We could give you a list of the disability employment organisations who failed him in his futile attempts to get work.   His CV was quite lengthy due to mountains of voluntary work and work experience, but all to no avail, and living in a semi-rural area relying on the ever decreasing local bus service, didn’t help.

However, last year he secured a part-time job with a local well respected supermarket.  I won’t mention the name, but suffice to say he could now fetch you quails eggs in vinegar, or aubergine and feta pate with pink peppercorns at the drop of a hat!    Understandably the managers have had to get over their apprehension about his condition, but now they’ve realised he’s not dropping over the bakery counter or blocking up the special offers aisle every day, most are chilling out.

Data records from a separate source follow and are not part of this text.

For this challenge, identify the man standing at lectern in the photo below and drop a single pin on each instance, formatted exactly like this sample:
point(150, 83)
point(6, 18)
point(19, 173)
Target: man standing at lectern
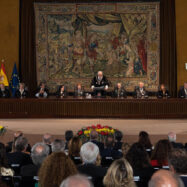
point(99, 85)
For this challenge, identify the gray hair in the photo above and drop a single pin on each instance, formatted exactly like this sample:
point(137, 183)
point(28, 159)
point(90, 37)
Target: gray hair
point(89, 152)
point(58, 145)
point(39, 152)
point(76, 180)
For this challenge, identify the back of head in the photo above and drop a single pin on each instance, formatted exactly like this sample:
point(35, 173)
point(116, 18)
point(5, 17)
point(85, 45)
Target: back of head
point(76, 180)
point(68, 135)
point(58, 145)
point(119, 174)
point(165, 178)
point(89, 153)
point(21, 144)
point(39, 152)
point(178, 160)
point(55, 168)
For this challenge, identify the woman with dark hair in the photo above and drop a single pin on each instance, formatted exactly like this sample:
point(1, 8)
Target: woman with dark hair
point(4, 168)
point(139, 160)
point(160, 154)
point(74, 150)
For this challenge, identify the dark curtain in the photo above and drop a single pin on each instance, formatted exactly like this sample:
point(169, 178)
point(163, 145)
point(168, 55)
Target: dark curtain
point(168, 64)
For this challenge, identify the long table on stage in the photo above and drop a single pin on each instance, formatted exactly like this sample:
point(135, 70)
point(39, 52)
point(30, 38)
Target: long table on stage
point(93, 108)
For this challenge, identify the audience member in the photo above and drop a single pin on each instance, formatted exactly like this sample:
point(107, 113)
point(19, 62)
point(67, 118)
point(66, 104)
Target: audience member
point(38, 154)
point(76, 180)
point(172, 139)
point(178, 163)
point(119, 174)
point(74, 150)
point(89, 154)
point(139, 160)
point(4, 168)
point(58, 145)
point(160, 154)
point(166, 178)
point(55, 168)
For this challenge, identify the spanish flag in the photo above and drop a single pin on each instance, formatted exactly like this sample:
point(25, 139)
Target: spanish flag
point(3, 77)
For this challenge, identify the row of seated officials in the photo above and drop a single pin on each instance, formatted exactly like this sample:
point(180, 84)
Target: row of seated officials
point(92, 158)
point(118, 92)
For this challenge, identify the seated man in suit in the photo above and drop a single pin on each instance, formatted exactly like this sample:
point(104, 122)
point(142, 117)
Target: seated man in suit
point(79, 91)
point(4, 92)
point(140, 91)
point(163, 92)
point(21, 92)
point(183, 91)
point(62, 92)
point(119, 91)
point(42, 91)
point(99, 85)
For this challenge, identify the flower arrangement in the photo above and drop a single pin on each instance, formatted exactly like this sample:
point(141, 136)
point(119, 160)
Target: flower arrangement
point(2, 130)
point(103, 131)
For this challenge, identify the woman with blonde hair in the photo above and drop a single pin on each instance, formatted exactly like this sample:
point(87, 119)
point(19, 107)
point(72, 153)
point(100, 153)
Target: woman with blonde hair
point(119, 174)
point(55, 168)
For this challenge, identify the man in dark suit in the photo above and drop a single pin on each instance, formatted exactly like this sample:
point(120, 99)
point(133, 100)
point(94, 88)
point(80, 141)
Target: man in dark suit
point(89, 154)
point(38, 154)
point(183, 91)
point(4, 92)
point(99, 85)
point(140, 91)
point(119, 91)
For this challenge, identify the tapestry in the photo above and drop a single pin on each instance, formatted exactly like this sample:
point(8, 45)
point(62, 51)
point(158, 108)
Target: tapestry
point(74, 41)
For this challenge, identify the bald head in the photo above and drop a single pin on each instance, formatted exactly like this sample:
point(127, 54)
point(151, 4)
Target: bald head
point(164, 178)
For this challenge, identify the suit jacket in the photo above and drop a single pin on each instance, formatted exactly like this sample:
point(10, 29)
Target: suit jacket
point(160, 94)
point(119, 92)
point(97, 173)
point(182, 93)
point(99, 83)
point(5, 93)
point(19, 94)
point(138, 94)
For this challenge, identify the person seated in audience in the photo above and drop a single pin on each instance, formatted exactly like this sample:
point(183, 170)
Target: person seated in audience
point(68, 137)
point(99, 85)
point(76, 180)
point(4, 92)
point(20, 157)
point(139, 160)
point(62, 92)
point(55, 168)
point(145, 141)
point(163, 178)
point(183, 91)
point(140, 91)
point(47, 139)
point(172, 137)
point(94, 139)
point(79, 91)
point(163, 92)
point(159, 157)
point(21, 92)
point(119, 91)
point(74, 150)
point(178, 163)
point(5, 170)
point(89, 154)
point(42, 91)
point(109, 154)
point(58, 145)
point(39, 152)
point(120, 174)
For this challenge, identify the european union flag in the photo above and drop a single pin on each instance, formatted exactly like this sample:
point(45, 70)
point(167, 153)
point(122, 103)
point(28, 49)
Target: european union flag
point(14, 82)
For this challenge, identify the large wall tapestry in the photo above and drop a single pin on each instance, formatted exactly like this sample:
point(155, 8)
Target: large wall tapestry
point(74, 41)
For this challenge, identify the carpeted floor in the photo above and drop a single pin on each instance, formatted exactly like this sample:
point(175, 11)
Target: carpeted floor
point(35, 128)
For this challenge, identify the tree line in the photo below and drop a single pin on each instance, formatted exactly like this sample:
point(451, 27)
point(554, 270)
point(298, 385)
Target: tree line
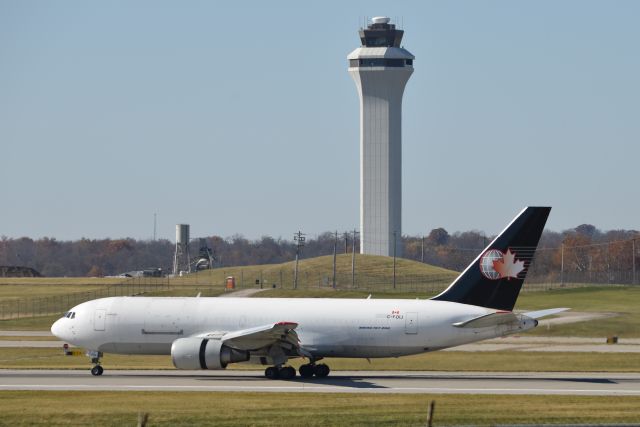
point(584, 253)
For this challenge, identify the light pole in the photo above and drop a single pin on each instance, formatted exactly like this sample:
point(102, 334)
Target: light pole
point(299, 239)
point(335, 247)
point(394, 259)
point(353, 259)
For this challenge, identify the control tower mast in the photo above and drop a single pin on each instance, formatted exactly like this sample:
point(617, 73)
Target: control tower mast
point(380, 69)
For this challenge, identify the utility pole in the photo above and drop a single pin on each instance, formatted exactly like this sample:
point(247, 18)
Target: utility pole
point(299, 239)
point(353, 259)
point(562, 264)
point(394, 259)
point(633, 260)
point(335, 247)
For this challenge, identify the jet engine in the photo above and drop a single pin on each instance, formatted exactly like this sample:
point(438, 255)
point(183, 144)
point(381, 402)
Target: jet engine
point(199, 353)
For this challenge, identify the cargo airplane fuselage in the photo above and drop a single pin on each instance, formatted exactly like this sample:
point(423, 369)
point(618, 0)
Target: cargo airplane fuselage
point(210, 333)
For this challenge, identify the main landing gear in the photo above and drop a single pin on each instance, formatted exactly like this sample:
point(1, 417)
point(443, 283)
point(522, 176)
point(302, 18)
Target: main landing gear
point(306, 371)
point(97, 370)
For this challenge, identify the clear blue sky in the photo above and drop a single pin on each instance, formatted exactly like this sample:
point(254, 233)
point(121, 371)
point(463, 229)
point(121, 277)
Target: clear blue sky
point(240, 117)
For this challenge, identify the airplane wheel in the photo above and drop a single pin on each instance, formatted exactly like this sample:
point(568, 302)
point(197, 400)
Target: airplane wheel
point(321, 370)
point(287, 373)
point(306, 371)
point(271, 372)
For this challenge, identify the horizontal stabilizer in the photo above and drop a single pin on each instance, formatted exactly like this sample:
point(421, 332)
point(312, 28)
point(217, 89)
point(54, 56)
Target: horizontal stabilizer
point(543, 313)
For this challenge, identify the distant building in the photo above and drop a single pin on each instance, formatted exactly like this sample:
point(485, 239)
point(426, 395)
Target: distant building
point(380, 69)
point(16, 271)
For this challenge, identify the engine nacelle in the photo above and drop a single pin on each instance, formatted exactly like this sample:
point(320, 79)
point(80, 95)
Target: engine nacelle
point(200, 353)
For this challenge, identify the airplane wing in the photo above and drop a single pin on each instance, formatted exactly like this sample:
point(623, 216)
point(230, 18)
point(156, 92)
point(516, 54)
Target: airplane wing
point(543, 313)
point(486, 320)
point(504, 317)
point(259, 336)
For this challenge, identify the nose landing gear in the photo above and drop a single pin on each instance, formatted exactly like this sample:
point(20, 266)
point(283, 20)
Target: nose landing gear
point(95, 356)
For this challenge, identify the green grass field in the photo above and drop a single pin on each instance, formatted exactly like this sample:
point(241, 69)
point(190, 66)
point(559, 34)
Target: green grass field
point(20, 408)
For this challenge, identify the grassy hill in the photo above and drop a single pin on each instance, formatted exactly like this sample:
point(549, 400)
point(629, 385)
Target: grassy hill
point(371, 272)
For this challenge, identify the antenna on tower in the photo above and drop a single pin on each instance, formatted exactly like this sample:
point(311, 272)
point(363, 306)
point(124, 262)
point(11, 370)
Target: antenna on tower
point(181, 258)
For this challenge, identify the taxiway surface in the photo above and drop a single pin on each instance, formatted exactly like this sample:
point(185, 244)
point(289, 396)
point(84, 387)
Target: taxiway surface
point(583, 384)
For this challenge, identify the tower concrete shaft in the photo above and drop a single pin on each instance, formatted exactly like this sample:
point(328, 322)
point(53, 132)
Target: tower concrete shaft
point(380, 69)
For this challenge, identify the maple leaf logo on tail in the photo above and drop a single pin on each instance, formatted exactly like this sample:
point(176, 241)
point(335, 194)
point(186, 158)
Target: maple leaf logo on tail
point(508, 266)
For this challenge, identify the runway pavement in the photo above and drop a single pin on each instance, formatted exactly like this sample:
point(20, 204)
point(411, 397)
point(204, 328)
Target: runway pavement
point(579, 384)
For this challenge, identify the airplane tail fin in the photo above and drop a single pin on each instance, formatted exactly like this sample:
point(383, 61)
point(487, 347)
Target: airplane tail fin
point(495, 277)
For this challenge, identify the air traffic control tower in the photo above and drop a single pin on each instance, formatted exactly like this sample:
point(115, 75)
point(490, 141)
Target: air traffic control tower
point(381, 69)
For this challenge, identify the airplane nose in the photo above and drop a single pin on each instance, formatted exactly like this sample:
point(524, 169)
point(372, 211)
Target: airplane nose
point(56, 329)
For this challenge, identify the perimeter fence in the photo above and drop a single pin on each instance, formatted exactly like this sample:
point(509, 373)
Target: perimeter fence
point(612, 263)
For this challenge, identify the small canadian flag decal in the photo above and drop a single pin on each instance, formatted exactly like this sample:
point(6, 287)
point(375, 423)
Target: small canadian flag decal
point(508, 267)
point(496, 265)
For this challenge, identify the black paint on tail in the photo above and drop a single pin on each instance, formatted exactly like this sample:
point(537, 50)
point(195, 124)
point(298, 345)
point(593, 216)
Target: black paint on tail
point(495, 277)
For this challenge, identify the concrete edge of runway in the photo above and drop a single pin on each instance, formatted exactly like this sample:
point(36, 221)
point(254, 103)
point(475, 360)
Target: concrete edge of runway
point(522, 383)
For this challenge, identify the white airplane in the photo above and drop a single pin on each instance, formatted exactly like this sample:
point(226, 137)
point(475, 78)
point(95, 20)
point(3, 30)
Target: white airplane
point(210, 333)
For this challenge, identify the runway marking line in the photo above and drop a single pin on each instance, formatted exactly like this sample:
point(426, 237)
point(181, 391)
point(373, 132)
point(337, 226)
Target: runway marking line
point(316, 388)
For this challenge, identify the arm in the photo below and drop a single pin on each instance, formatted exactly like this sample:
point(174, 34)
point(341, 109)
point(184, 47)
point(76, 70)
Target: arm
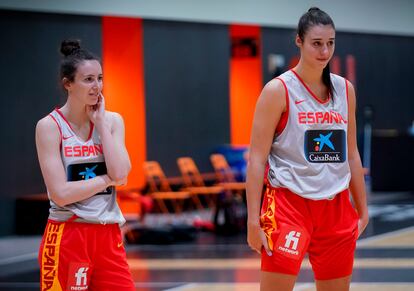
point(60, 190)
point(357, 184)
point(269, 108)
point(111, 130)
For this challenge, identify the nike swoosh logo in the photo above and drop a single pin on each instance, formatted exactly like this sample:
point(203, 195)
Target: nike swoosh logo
point(66, 137)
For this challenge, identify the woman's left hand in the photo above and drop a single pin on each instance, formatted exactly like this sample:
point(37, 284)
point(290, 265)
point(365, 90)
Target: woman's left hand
point(96, 112)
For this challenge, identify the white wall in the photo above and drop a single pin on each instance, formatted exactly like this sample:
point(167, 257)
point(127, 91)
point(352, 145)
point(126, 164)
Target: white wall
point(367, 16)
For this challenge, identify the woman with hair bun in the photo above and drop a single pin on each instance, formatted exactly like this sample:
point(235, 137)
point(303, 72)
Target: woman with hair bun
point(82, 156)
point(304, 140)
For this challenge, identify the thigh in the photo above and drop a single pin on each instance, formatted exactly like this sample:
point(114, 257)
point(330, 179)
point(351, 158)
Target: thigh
point(339, 284)
point(331, 250)
point(111, 271)
point(63, 257)
point(269, 280)
point(285, 222)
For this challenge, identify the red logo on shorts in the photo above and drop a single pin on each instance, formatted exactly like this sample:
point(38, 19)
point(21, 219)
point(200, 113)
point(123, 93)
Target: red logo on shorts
point(78, 276)
point(291, 242)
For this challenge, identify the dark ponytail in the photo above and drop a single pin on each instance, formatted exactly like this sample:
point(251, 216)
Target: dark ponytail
point(313, 17)
point(73, 55)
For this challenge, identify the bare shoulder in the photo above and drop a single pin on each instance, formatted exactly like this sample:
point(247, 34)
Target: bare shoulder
point(47, 131)
point(115, 120)
point(47, 125)
point(274, 94)
point(114, 116)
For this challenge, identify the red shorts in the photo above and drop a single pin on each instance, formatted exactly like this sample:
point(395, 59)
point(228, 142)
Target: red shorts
point(83, 256)
point(326, 229)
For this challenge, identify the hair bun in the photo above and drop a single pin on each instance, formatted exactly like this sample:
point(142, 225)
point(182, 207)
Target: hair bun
point(69, 47)
point(313, 9)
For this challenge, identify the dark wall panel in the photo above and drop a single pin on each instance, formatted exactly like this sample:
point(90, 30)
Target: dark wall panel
point(29, 68)
point(187, 91)
point(383, 71)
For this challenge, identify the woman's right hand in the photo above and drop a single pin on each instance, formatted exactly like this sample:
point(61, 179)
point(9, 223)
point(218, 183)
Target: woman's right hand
point(256, 238)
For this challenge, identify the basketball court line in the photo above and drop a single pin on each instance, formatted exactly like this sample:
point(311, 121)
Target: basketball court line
point(254, 264)
point(401, 238)
point(298, 287)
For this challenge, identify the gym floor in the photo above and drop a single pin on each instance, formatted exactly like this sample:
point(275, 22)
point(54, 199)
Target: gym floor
point(384, 257)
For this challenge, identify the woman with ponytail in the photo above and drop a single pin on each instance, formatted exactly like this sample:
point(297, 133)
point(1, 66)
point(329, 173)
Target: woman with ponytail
point(303, 145)
point(82, 156)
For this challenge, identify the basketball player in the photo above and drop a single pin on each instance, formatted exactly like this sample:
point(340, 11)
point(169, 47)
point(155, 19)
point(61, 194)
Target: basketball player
point(304, 129)
point(83, 157)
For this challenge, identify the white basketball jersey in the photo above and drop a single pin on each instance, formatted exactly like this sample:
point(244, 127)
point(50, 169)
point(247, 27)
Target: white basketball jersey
point(309, 157)
point(84, 160)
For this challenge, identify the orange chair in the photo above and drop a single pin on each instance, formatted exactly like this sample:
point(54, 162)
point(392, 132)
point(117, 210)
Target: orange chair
point(225, 174)
point(160, 189)
point(194, 183)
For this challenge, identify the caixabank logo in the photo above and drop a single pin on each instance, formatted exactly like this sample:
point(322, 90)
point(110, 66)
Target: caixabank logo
point(325, 146)
point(86, 171)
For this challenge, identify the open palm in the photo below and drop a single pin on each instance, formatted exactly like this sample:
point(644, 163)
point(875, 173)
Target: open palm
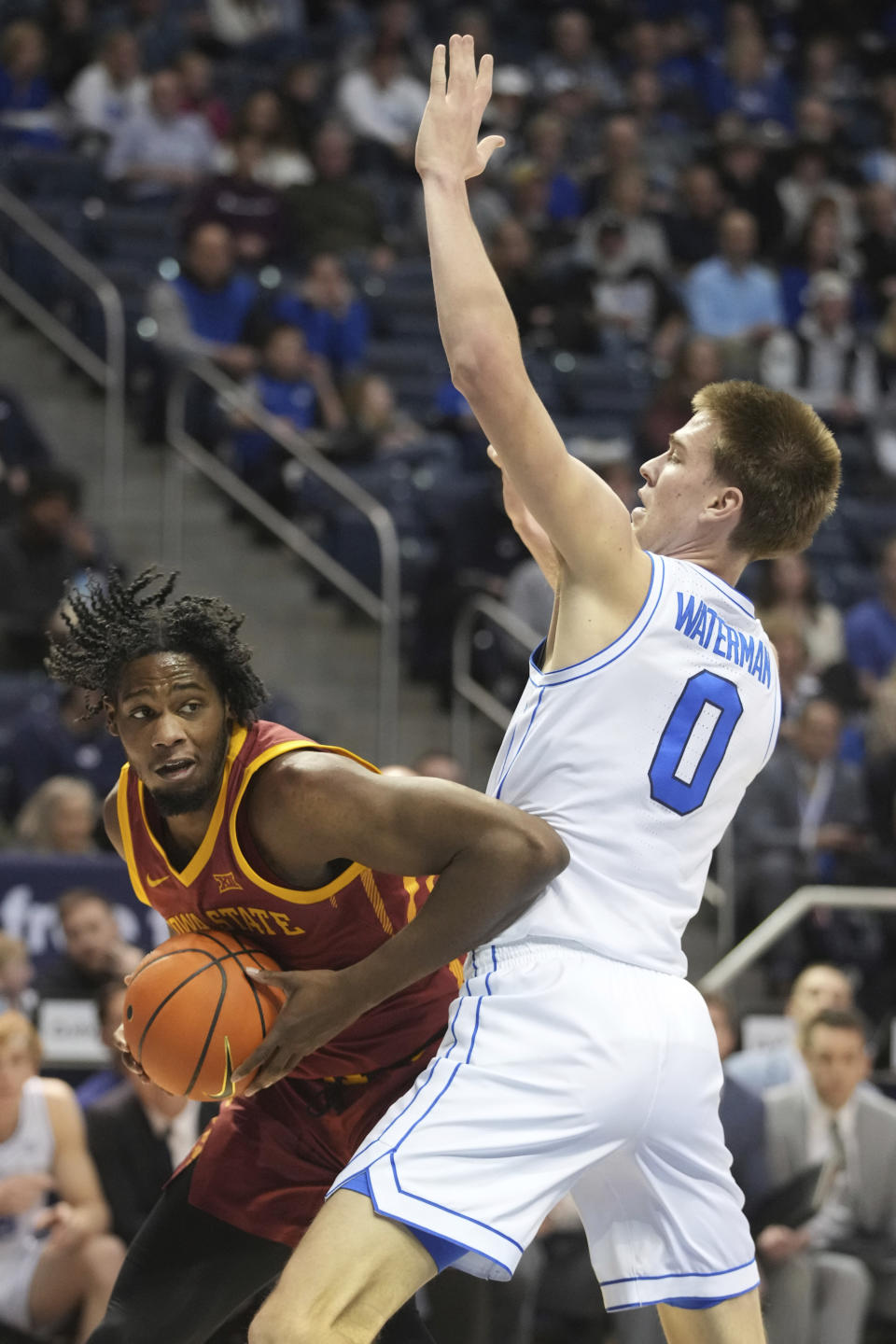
point(448, 141)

His employers have had to assess his capability, and yes, there are tasks he can’t or might not be capable of….yet.    At least everyone has now noticed how his confidence has grown, how this tall striking young man (sorry a Mummy speaks!) is desperate to work, to contribute, to make suggestions, to learn, to have fun, to have a voice, indeed, to have …..a normal life.

Our tenants in our buy to let have finally moved out.  I think when two became 2.5 it became bit of a squeeze!  Our son’s 27 now and desperate to escape the clutches of his well meaning, but probably over protective parents!  To live in this little house nearby, seems like spoiling him terribly, when my husband and I consider the grim mice infested places we inhabited before we managed to scrape together enough money for a roof over our heads.  However, it is a different world now, and our son would never be able to afford his own home, even if he worked full time.  So we are taking the bull by horns.  Initially we’ll probably be around most of the time, until cooking, budgeting and domestic skills are moderately in hand.  Long term, the intention would be to get someone to share with him, not as a carer, but just to be around.   However, this move doesn’t come without risk.  Indeed Epilepsy Action has recently reminded us that you are three times more likely to die young if you have epilepsy … not very reassuring, so currently we’re looking into alarms, gizmos and gadgets that might help us sleep better.

We’re just aiming for one word.  It has 12 letters and in Scrabble, it would score 18 or 54 if on the triple.  The definition is “The ability to live your life without help or influence by other people”…….Independence here I come!